Restricted stock outstanding at June 30, 2013
884

 
$
23.00


During the six months ended June 30, 2013, the Company granted 345,060 shares of restricted stock to certain employees and executive officers. Of these awards, 92,810 are performance-based awards which will be forfeited if the Company does not achieve certain annual metrics during 2013, 2014 and 2015.
The vesting of these performance-based restricted stock grants are subject to the achievement by GEO of two annual performance metrics as follows: (i) up to 75% of the shares of restricted stock ("Target Award") can vest at the end of a three-year performance period if GEO meets certain total shareholder return ("TSR") performance targets, as compared to the total shareholder return of a peer group of companies, during 2013, 2014 and 2015; and (ii) up to 25% of the shares of restricted stock ("Target Award") can vest at the end of a three-year period if GEO meets certain return on capital employed ("ROCE") performance targets in 2013, 2014 and 2015. These performance awards can vest at between 0% and 200% of the Target Awards for both metrics. The number of shares shown for the performance-based awards is based on the Target Awards for both metrics.
The metric related to ROCE is considered to be a performance condition. For share-based awards that contain a performance condition, the achievement of the targets must be probable before any share-based compensation expense is recorded. The Company reviews the likelihood of which target in the range will be achieved and if deemed probable, compensation expense is recorded at that time. If subsequent to initial measurement there is a change in the estimate of the probability of meeting the performance condition, the effect of the change in the estimated quantity of awards expected to vest is recognized by cumulatively adjusting compensation expense. If ultimately the performance targets are not met, for any awards where vesting was previously deemed probable, previously recognized compensation expense will be reversed in the period in which vesting is no longer deemed probable. The fair value of these awards was determined based on the closing price of the Company's common stock on the date of grant.
The metric related to TSR is considered to be a market condition.

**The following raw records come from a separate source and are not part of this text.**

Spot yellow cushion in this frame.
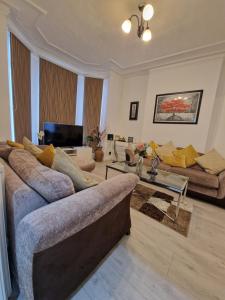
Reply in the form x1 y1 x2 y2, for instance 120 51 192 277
195 149 225 175
37 145 55 168
163 154 186 168
7 140 24 149
149 141 159 151
155 142 176 160
23 137 42 157
173 145 199 167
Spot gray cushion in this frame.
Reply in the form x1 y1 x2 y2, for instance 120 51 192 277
9 149 74 202
0 145 13 161
52 148 98 191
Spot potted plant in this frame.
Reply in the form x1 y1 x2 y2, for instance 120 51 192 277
86 126 106 162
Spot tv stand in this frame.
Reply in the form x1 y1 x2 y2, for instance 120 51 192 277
61 146 92 160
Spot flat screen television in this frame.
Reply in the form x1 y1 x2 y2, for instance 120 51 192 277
44 122 83 147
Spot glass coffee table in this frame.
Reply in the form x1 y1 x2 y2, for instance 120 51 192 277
105 162 189 222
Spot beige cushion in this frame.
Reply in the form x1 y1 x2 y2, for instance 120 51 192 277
0 145 13 161
52 148 97 191
155 142 176 160
195 149 225 174
9 150 74 202
71 156 95 172
170 167 219 189
23 137 42 157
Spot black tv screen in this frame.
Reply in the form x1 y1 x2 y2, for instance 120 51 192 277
44 122 83 147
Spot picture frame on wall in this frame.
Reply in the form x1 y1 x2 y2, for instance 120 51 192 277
129 101 139 120
153 90 203 124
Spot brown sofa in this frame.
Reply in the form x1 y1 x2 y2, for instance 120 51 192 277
156 157 225 205
0 150 138 300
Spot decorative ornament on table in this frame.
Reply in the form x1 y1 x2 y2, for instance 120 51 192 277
86 126 106 162
148 141 160 179
37 130 45 145
134 143 149 175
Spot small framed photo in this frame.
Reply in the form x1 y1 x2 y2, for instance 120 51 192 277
129 101 139 120
127 136 134 143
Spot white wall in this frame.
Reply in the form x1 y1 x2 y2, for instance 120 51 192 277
119 74 148 142
0 3 13 140
107 56 225 154
142 57 223 152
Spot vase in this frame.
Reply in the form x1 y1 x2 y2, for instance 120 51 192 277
95 147 104 162
136 156 143 176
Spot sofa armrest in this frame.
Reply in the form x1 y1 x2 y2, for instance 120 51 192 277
218 170 225 182
217 170 225 199
16 174 138 299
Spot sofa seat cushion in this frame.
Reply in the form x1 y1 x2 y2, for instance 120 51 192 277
52 148 98 191
158 161 172 172
0 145 13 161
195 149 225 175
170 167 219 189
155 142 176 160
23 137 42 157
9 150 74 202
72 156 95 172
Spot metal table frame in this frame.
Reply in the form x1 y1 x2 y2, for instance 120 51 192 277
105 164 188 222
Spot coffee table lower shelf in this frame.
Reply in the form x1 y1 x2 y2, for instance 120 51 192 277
105 162 189 222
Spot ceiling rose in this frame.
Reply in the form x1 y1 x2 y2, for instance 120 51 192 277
122 4 154 42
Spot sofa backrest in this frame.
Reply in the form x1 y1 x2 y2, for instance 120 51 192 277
0 158 48 272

For share-based awards that contain a market condition, the probability of satisfying the market condition must be considered in the estimate of grant-date fair value and previously recorded compensation expense is not reversed if the market condition is never met. The fair value of these awards was determined based on a Monte Carlo simulation, which calculates a range of possible outcomes and the probabilities that they will occur, using the following key assumptions: (i) volatility of 26.6%; (ii) beta of 0.681; and (iii) risk free rate of 0.42%.

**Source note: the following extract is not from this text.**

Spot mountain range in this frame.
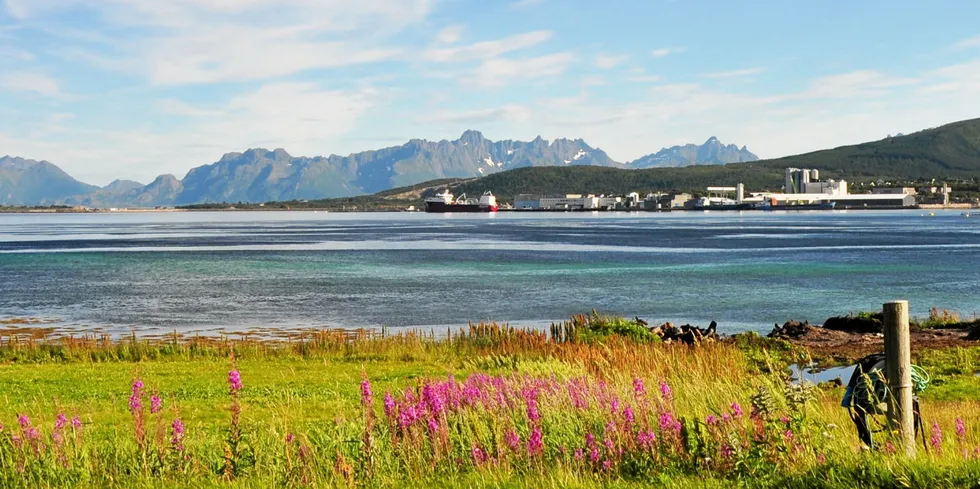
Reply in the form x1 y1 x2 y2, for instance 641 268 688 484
630 136 759 168
0 130 758 207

For the six months ended June 30, 2013 and July 1, 2012, the Company recognized $2.6 million and $2.1 million, respectively, of compensation expense related to its restricted stock awards. As of June 30, 2013, the Company had $18.2 million of unrecognized compensation costs related to non-vested restricted stock awards, including non-vested restricted stock awards with performance-based and market-based vesting, that are expected to be recognized over a weighted average period of 3.1 years.

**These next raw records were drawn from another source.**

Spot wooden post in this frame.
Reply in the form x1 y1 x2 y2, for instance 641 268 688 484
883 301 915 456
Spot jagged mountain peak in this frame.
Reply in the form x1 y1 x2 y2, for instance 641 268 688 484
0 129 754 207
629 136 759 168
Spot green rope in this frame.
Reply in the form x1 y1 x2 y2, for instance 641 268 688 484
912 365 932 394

Employee Stock Purchase Plan
The Company adopted The GEO Group Inc. 2011 Employee Stock Purchase Plan (the “Plan”). The purpose of the Plan, which is qualified under Section 423 of the Internal Revenue Service Code of 1986, as amended, is to encourage stock ownership through payroll deductions by the employees of GEO and designated subsidiaries of GEO in order to increase their identification with the Company’s goals and secure a proprietary interest in the Company’s success. These deductions are used to purchase shares of the Company’s common stock at a 5% discount from the then current market price. The Company has made available up to 500,000 shares of its common stock, which were registered with the Securities and Exchange Commission on May 4, 2012, for sale to eligible employees.
The Plan is considered to be non-compensatory. As such, there is no compensation expense required to be recognized. Share purchases under the Plan are made on the last day of each month. During the six months ended June 30, 2013, 4,625 shares were issued out of the Company's treasury stock in connection with the Plan.